Music consumption is higher now than at any time since around 2006. The download format is now antiquated, and the consumers concept of music ownership is largely a thing of the past. We’re firmly embedded in the streaming age. According to a mid-year report by Nielson in 2019, streaming accounted for 78% of all music consumption. Streaming has been pivotal in returning our industry to growth and years of decline are now behind us.

This has brought about other changes as a result. We’ve moved into a post-album economy. The song is taking centre stage as streaming algorithms and playlists drive discovery. In many ways this is liberating – artists can jump off the two-year creation-delivery cycle and release more content and take more creative side steps in doing so. Local music trends are able to find global music audiences and non-English language tracks are breaking through more than ever before. There’s much to be excited about in the big picture and I maintain that there’s never been a better time to work in the music industry; change presents a wide-open door of opportunity.

Of course, the impact of COVID-19 is apparent. Although recent reports of Spotify reaching 130 million paying subscribers is great, we should also remember that a subscriber increase does not necessarily lead to a streaming increase. Global streams from Spotify’s Top 200 chart dropped around 11% in the week commencing March 13th – that’s when many countries around the world began lock down measures.

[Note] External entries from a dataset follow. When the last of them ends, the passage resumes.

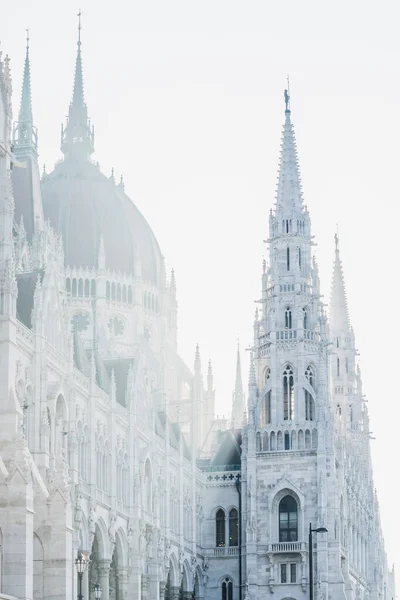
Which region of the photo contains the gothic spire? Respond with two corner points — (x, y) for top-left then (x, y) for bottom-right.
(61, 11), (94, 160)
(232, 342), (245, 428)
(14, 30), (37, 159)
(276, 90), (302, 213)
(329, 233), (350, 333)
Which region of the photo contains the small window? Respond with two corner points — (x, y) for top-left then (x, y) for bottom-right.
(215, 508), (225, 548)
(279, 496), (298, 542)
(229, 508), (239, 546)
(221, 577), (233, 600)
(281, 563), (287, 583)
(285, 307), (292, 329)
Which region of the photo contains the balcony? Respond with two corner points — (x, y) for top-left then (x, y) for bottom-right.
(211, 546), (239, 557)
(268, 542), (306, 553)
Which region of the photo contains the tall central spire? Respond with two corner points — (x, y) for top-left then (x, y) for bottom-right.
(232, 342), (245, 428)
(329, 233), (350, 333)
(276, 90), (302, 212)
(14, 30), (37, 159)
(61, 11), (94, 160)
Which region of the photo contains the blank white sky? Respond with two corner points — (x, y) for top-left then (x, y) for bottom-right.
(0, 0), (400, 576)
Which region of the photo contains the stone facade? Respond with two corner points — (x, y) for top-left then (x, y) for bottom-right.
(0, 25), (395, 600)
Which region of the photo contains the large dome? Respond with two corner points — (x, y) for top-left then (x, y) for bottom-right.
(42, 158), (162, 284)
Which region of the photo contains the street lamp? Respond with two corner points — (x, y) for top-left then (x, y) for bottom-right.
(308, 523), (328, 600)
(75, 551), (88, 600)
(93, 583), (103, 600)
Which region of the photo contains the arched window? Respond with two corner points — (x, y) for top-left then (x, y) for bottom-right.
(304, 365), (314, 388)
(304, 390), (315, 421)
(260, 390), (271, 427)
(229, 508), (239, 546)
(285, 307), (292, 329)
(303, 307), (308, 329)
(279, 496), (298, 542)
(215, 508), (225, 548)
(221, 577), (233, 600)
(283, 365), (294, 421)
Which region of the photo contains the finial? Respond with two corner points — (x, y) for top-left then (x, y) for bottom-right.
(77, 9), (82, 46)
(284, 75), (290, 113)
(335, 223), (339, 252)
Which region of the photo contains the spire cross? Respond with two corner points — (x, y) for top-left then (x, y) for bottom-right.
(77, 9), (82, 46)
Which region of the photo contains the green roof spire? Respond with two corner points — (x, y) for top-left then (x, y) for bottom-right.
(14, 29), (37, 159)
(61, 11), (94, 160)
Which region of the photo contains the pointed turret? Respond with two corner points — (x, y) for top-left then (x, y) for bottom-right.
(231, 343), (245, 429)
(276, 90), (303, 213)
(329, 233), (350, 333)
(61, 12), (94, 160)
(14, 30), (38, 160)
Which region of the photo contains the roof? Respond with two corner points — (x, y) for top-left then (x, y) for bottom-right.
(42, 158), (163, 284)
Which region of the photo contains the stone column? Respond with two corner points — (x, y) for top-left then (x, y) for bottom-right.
(169, 585), (179, 600)
(98, 558), (110, 600)
(141, 575), (150, 600)
(160, 581), (165, 600)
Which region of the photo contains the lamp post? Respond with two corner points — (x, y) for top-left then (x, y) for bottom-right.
(75, 551), (88, 600)
(308, 523), (328, 600)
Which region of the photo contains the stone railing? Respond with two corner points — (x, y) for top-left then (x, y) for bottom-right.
(204, 470), (240, 487)
(211, 546), (239, 557)
(268, 542), (306, 552)
(17, 321), (35, 349)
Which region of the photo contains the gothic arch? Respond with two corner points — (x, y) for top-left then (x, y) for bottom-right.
(33, 532), (44, 600)
(182, 559), (193, 592)
(93, 517), (111, 560)
(115, 527), (128, 567)
(169, 552), (181, 587)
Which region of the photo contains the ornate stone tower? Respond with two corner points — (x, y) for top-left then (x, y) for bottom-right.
(242, 92), (333, 598)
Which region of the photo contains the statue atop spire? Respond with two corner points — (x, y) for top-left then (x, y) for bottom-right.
(231, 341), (245, 429)
(61, 11), (94, 160)
(14, 29), (38, 160)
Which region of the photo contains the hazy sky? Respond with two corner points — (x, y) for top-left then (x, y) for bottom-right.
(0, 0), (400, 576)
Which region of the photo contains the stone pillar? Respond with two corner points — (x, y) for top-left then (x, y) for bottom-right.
(98, 558), (110, 600)
(160, 581), (166, 600)
(116, 567), (129, 600)
(169, 585), (179, 600)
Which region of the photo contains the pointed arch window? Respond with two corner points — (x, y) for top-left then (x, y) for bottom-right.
(215, 508), (225, 548)
(283, 365), (294, 421)
(260, 390), (272, 427)
(303, 307), (308, 329)
(279, 496), (298, 542)
(221, 577), (233, 600)
(229, 508), (239, 546)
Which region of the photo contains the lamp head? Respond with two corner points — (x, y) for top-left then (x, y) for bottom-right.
(315, 527), (328, 533)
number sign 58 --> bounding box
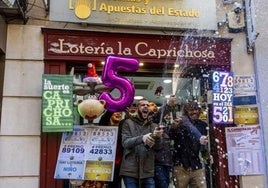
[212,71,233,124]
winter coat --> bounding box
[120,116,162,179]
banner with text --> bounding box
[49,0,217,30]
[42,74,74,132]
[212,71,234,124]
[225,125,265,175]
[54,126,118,181]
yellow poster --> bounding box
[234,106,259,125]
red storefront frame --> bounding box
[40,28,238,188]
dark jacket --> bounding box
[169,116,202,170]
[120,116,162,179]
[155,132,173,167]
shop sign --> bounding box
[49,0,217,30]
[43,28,231,66]
[225,125,265,176]
[54,126,118,181]
[212,71,234,124]
[42,74,73,132]
[234,75,256,96]
[234,106,259,125]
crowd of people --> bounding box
[99,95,211,188]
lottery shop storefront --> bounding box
[40,28,234,188]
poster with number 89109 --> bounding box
[212,71,234,124]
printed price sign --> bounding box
[54,126,118,181]
[212,71,234,124]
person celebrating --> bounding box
[120,99,163,188]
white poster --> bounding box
[225,125,264,175]
[234,75,256,96]
[54,126,118,181]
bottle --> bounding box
[144,133,159,150]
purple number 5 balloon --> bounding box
[99,56,139,112]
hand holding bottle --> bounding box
[142,133,155,148]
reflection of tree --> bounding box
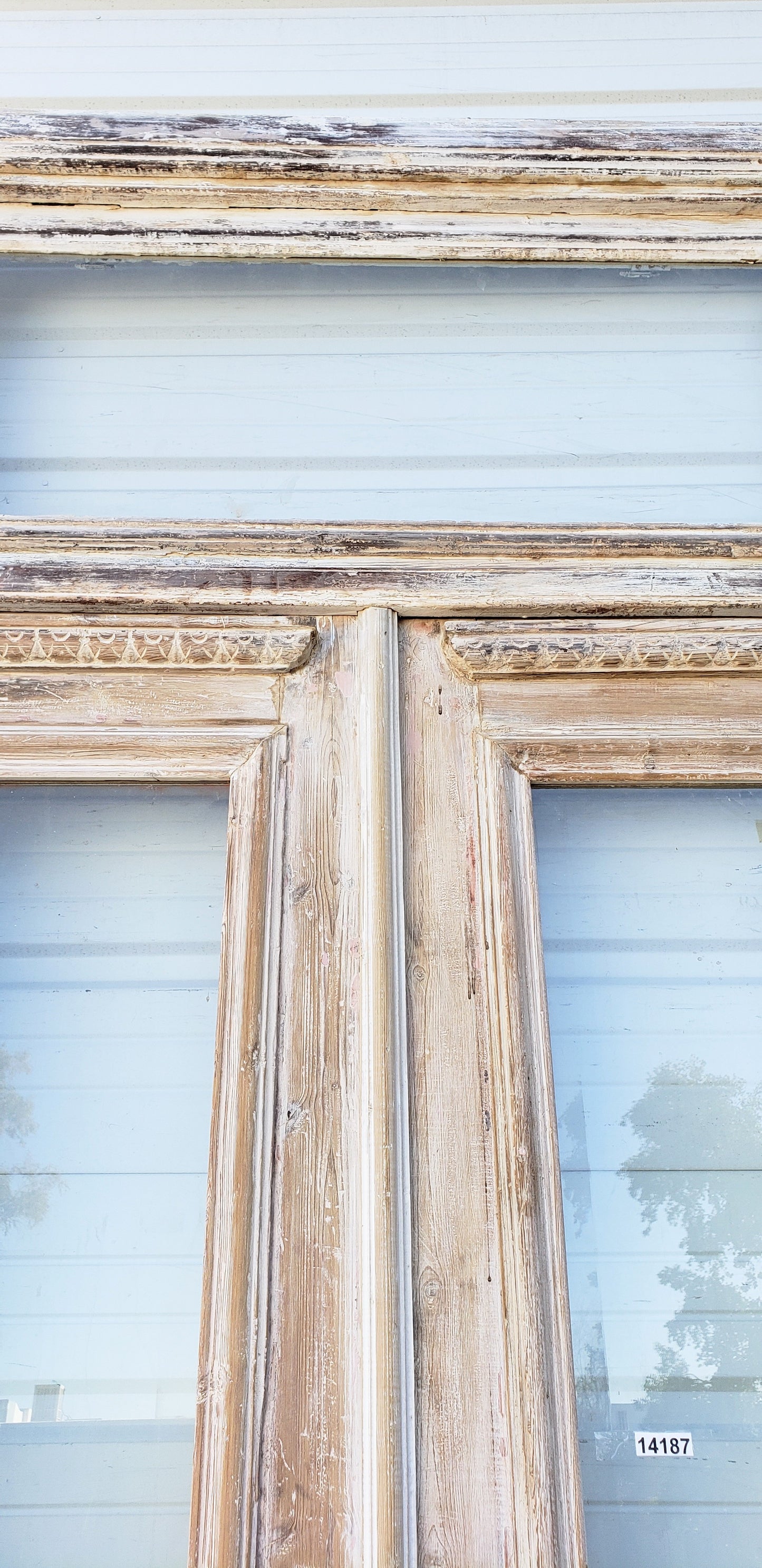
[621,1059,762,1400]
[0,1047,60,1231]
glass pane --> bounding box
[535,788,762,1568]
[0,785,227,1568]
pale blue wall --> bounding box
[0,263,762,522]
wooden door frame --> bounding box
[0,114,762,265]
[0,552,762,1568]
[0,116,762,1568]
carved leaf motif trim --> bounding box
[443,618,762,677]
[0,622,314,674]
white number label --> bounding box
[635,1431,693,1460]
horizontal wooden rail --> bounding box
[0,114,762,265]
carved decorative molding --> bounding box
[443,618,762,679]
[0,621,314,674]
[0,114,762,263]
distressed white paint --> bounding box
[0,0,762,119]
[0,263,762,522]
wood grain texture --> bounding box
[253,619,364,1568]
[0,621,314,674]
[478,672,762,785]
[190,734,285,1568]
[478,742,586,1568]
[0,519,762,624]
[0,114,762,263]
[0,669,281,729]
[0,722,273,784]
[358,610,417,1568]
[400,621,511,1568]
[443,618,762,679]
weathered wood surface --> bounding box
[254,611,414,1568]
[190,734,285,1568]
[357,610,417,1568]
[478,742,586,1568]
[478,672,762,785]
[0,621,314,674]
[400,621,511,1568]
[0,669,281,732]
[0,114,762,263]
[443,616,762,679]
[0,519,762,611]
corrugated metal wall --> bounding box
[0,0,762,119]
[0,263,762,522]
[0,0,762,522]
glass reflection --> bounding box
[0,785,227,1568]
[535,790,762,1568]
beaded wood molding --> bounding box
[0,622,315,674]
[443,618,762,679]
[0,114,762,265]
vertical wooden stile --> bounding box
[190,732,285,1568]
[358,609,417,1568]
[477,738,586,1568]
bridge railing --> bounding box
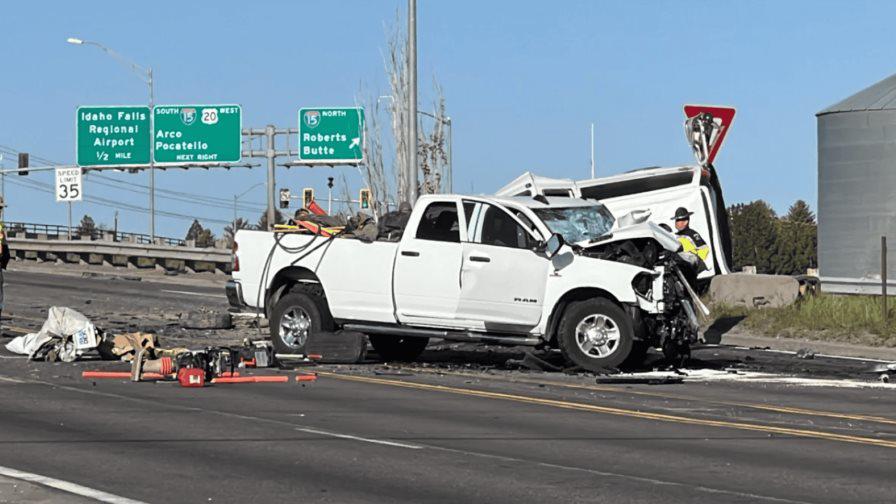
[3,222,189,247]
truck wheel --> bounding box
[368,334,429,361]
[558,298,634,371]
[268,292,333,353]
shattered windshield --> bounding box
[533,204,616,243]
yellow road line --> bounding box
[408,368,896,425]
[318,371,896,448]
[0,324,32,334]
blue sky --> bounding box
[0,0,896,236]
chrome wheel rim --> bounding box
[576,313,622,359]
[280,306,311,347]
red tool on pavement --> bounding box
[177,368,205,387]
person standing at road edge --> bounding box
[672,207,709,270]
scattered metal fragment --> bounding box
[796,348,817,359]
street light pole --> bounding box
[66,37,156,243]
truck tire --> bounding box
[268,292,333,354]
[367,334,429,362]
[557,298,634,372]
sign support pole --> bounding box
[146,67,156,244]
[404,0,418,205]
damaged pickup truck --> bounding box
[228,195,706,371]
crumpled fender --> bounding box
[576,222,681,252]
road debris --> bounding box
[795,348,817,359]
[504,352,563,373]
[178,310,233,329]
[6,306,98,362]
[595,374,685,385]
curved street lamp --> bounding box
[65,37,156,242]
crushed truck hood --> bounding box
[576,222,681,252]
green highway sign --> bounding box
[75,106,151,166]
[299,107,364,164]
[152,105,243,165]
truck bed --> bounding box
[233,230,398,322]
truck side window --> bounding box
[478,204,535,249]
[417,201,460,243]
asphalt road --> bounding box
[0,266,896,503]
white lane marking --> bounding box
[296,427,423,450]
[162,289,227,299]
[0,466,146,504]
[0,372,852,504]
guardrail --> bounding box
[3,222,187,247]
[6,223,233,274]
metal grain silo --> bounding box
[816,75,896,294]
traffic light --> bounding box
[19,152,28,175]
[302,187,314,208]
[358,189,370,210]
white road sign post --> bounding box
[56,168,84,202]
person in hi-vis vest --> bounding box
[672,207,709,270]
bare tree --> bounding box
[386,11,416,201]
[356,90,392,215]
[417,79,448,194]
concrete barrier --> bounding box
[709,273,800,308]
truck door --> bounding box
[457,200,550,329]
[394,201,461,326]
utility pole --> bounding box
[327,177,333,215]
[146,67,156,244]
[243,131,299,230]
[264,124,277,229]
[591,123,594,178]
[405,0,419,205]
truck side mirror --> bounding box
[544,233,566,259]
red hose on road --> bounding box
[212,376,289,383]
[81,371,167,380]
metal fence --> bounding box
[3,222,187,247]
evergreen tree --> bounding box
[224,217,252,246]
[728,200,778,273]
[784,200,815,224]
[184,219,215,247]
[78,214,96,236]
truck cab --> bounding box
[228,195,699,370]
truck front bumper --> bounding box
[224,280,246,308]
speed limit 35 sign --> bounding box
[56,168,84,202]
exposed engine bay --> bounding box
[579,238,709,365]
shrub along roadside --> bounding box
[707,294,896,347]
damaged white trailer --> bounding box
[496,105,734,286]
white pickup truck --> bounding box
[227,195,705,370]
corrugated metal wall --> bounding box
[818,110,896,292]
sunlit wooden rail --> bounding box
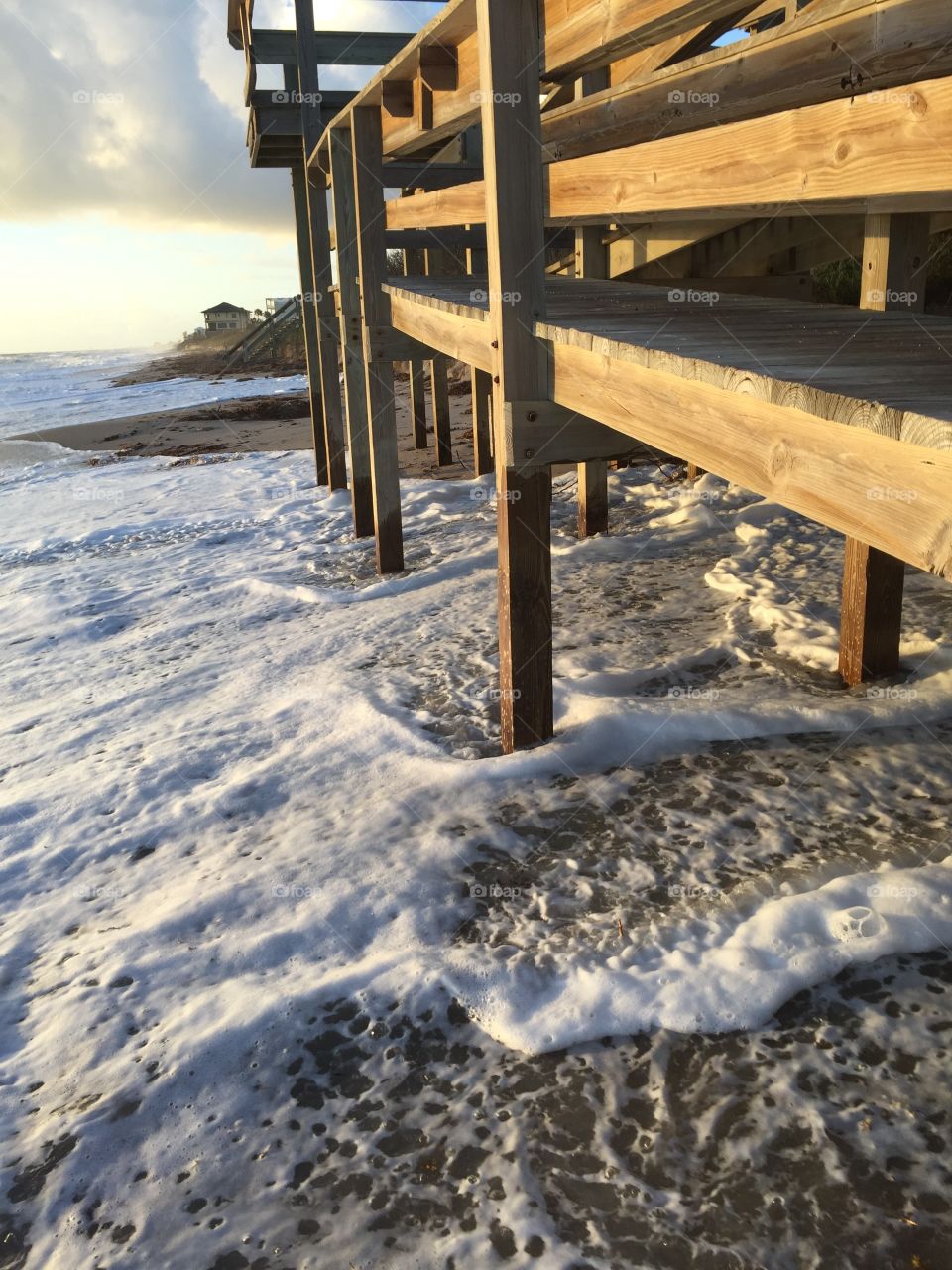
[230,0,952,749]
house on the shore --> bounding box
[202,300,251,331]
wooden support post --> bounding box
[289,18,346,489]
[476,0,553,753]
[291,159,327,485]
[424,248,453,467]
[330,119,373,539]
[430,353,453,467]
[350,105,404,574]
[839,213,929,685]
[471,366,493,476]
[466,237,493,476]
[404,248,429,449]
[839,539,906,685]
[575,67,611,539]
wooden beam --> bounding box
[404,248,429,449]
[466,230,494,476]
[543,0,952,159]
[542,0,738,80]
[297,15,346,490]
[839,207,929,685]
[552,343,952,580]
[291,159,327,485]
[330,128,375,539]
[479,0,553,753]
[552,341,952,580]
[508,401,638,467]
[386,281,494,373]
[387,80,952,228]
[575,68,611,539]
[424,248,453,467]
[352,107,404,574]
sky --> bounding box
[0,0,440,354]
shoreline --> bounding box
[16,380,484,480]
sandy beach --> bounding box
[13,378,484,480]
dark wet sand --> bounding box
[13,380,484,480]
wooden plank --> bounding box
[552,343,952,579]
[430,353,453,467]
[291,159,327,485]
[575,69,609,539]
[404,248,429,449]
[543,0,952,159]
[295,12,346,490]
[508,401,638,467]
[251,27,414,66]
[466,228,494,476]
[330,128,375,539]
[839,537,905,686]
[839,216,929,685]
[387,80,952,228]
[352,107,404,574]
[390,278,952,449]
[424,248,457,467]
[386,278,494,372]
[471,366,494,476]
[479,0,553,753]
[542,0,738,80]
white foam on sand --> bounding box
[453,856,952,1053]
[0,454,952,1266]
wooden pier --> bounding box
[228,0,952,750]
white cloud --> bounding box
[0,0,438,230]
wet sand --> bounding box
[12,378,484,480]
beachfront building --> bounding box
[202,300,251,331]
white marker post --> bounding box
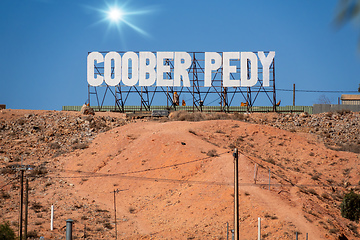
[258,218,261,240]
[50,205,54,231]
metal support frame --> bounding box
[87,51,276,112]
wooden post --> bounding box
[24,178,29,239]
[258,218,261,240]
[269,168,271,191]
[293,83,295,106]
[254,163,257,184]
[114,189,117,239]
[50,205,54,231]
[19,169,24,240]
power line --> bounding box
[276,89,358,93]
[45,151,230,178]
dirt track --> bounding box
[0,111,360,239]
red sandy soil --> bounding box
[0,110,360,240]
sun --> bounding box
[107,8,124,22]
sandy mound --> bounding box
[1,109,360,239]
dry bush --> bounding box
[28,166,48,177]
[326,143,360,153]
[129,207,136,213]
[49,142,61,149]
[27,230,39,239]
[103,222,114,230]
[0,190,10,199]
[73,143,89,150]
[206,149,219,157]
[170,111,246,122]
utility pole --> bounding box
[233,148,240,240]
[24,178,29,239]
[114,189,119,239]
[293,83,295,106]
[19,168,24,240]
[110,189,129,239]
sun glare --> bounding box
[108,8,123,22]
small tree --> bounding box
[0,222,16,240]
[340,191,360,221]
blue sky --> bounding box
[0,0,360,110]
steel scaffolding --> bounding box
[88,51,278,112]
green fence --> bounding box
[62,106,313,114]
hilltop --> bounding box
[0,109,360,239]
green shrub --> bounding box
[340,191,360,221]
[0,222,16,240]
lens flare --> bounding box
[108,8,123,22]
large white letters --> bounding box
[240,52,258,87]
[174,52,191,87]
[258,52,275,87]
[87,51,275,87]
[87,52,104,86]
[122,52,139,86]
[204,52,221,87]
[223,52,240,87]
[156,52,174,86]
[104,52,121,86]
[139,52,156,86]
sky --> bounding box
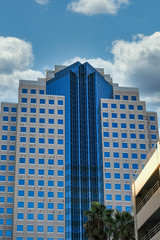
[0,0,160,125]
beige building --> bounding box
[132,142,160,240]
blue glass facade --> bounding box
[46,62,113,239]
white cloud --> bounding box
[35,0,49,5]
[64,32,160,124]
[0,37,43,102]
[68,0,129,15]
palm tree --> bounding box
[112,211,135,240]
[84,202,107,240]
[84,202,135,240]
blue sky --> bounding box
[0,0,160,126]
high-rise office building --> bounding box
[0,62,158,240]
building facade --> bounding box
[132,142,160,240]
[0,62,158,240]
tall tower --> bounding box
[0,62,158,240]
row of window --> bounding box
[105,172,138,179]
[17,225,64,233]
[2,135,63,144]
[104,142,146,149]
[20,127,63,134]
[103,131,157,139]
[104,152,146,159]
[21,98,63,105]
[102,103,143,111]
[103,112,144,120]
[106,194,131,202]
[106,205,132,212]
[105,173,130,182]
[105,184,131,191]
[3,107,17,113]
[114,95,137,101]
[17,202,64,210]
[17,213,64,221]
[103,122,144,130]
[22,88,45,95]
[104,162,138,169]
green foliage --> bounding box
[84,202,135,240]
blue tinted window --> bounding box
[129,114,135,119]
[124,173,130,179]
[31,98,36,103]
[102,103,108,108]
[3,107,9,112]
[125,195,131,202]
[115,184,121,190]
[115,195,121,201]
[58,100,63,105]
[122,143,128,148]
[114,173,121,179]
[105,162,111,168]
[39,128,45,133]
[115,95,120,99]
[31,89,36,94]
[122,153,128,158]
[138,115,143,120]
[121,133,127,138]
[58,160,63,165]
[132,153,137,159]
[120,113,126,118]
[123,163,129,169]
[151,134,157,139]
[103,113,108,118]
[130,133,136,139]
[103,122,109,127]
[104,152,110,157]
[105,173,111,178]
[103,132,109,137]
[123,95,128,100]
[111,103,117,108]
[39,99,45,104]
[106,194,112,200]
[112,123,118,128]
[30,108,36,113]
[113,142,119,148]
[121,123,127,128]
[131,143,137,149]
[130,124,136,129]
[131,96,137,101]
[128,105,134,110]
[39,108,45,114]
[120,104,126,109]
[30,118,36,123]
[2,126,8,131]
[3,116,8,122]
[21,107,27,112]
[112,132,118,138]
[113,152,119,158]
[105,183,111,189]
[137,105,143,110]
[22,88,28,93]
[112,113,117,118]
[138,124,144,129]
[21,98,27,103]
[58,109,63,115]
[21,117,27,122]
[48,109,54,114]
[114,163,120,168]
[132,163,138,169]
[140,144,146,149]
[39,90,44,94]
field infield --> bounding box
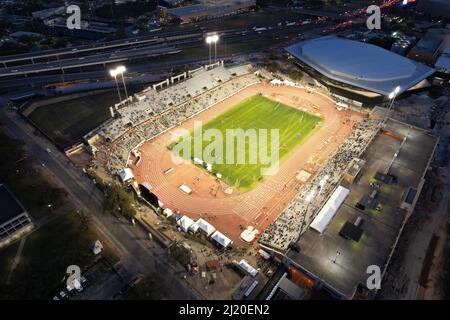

Why would this happen? Some may assume that if people are at home they’d be listening to more music. But if we take into account the abrupt decline of commuters, bars, shops, restaurants and so on that would have been streaming music (often on a loop) the data makes sense. But we should look at these numbers alongside other more positive metrics. In that same week we saw a spike in video streaming of around 14%. Perhaps instead of streaming music on a commute, people are choosing to stream music on visual platforms when at home. Indeed, Deezer reported that their daily spike had moved from rush hour (7am) to between 9 and 10am. This seems indicative of that consumer change.

Another fascinating pivot has come from radio. We’ve seen a dramatic increase in radio listenership. The BBC reported an 18% increase, and Global similarly saw a 15% rise. US radio stations have reported even more impressive results. But why is this? Streaming music on platforms like Spotify isn’t a communal experience right now. Playlists are generally listened to alone. Radio on the other hand has a sense of community – people listening together at the same time. In uncertain times I think we appreciate such shared experiences… and radio has the added benefit of being able to include news updates. Perhaps there are lessons to be learned for DSPs from radio when life returns to normal – how do we build social connection into a streaming platform?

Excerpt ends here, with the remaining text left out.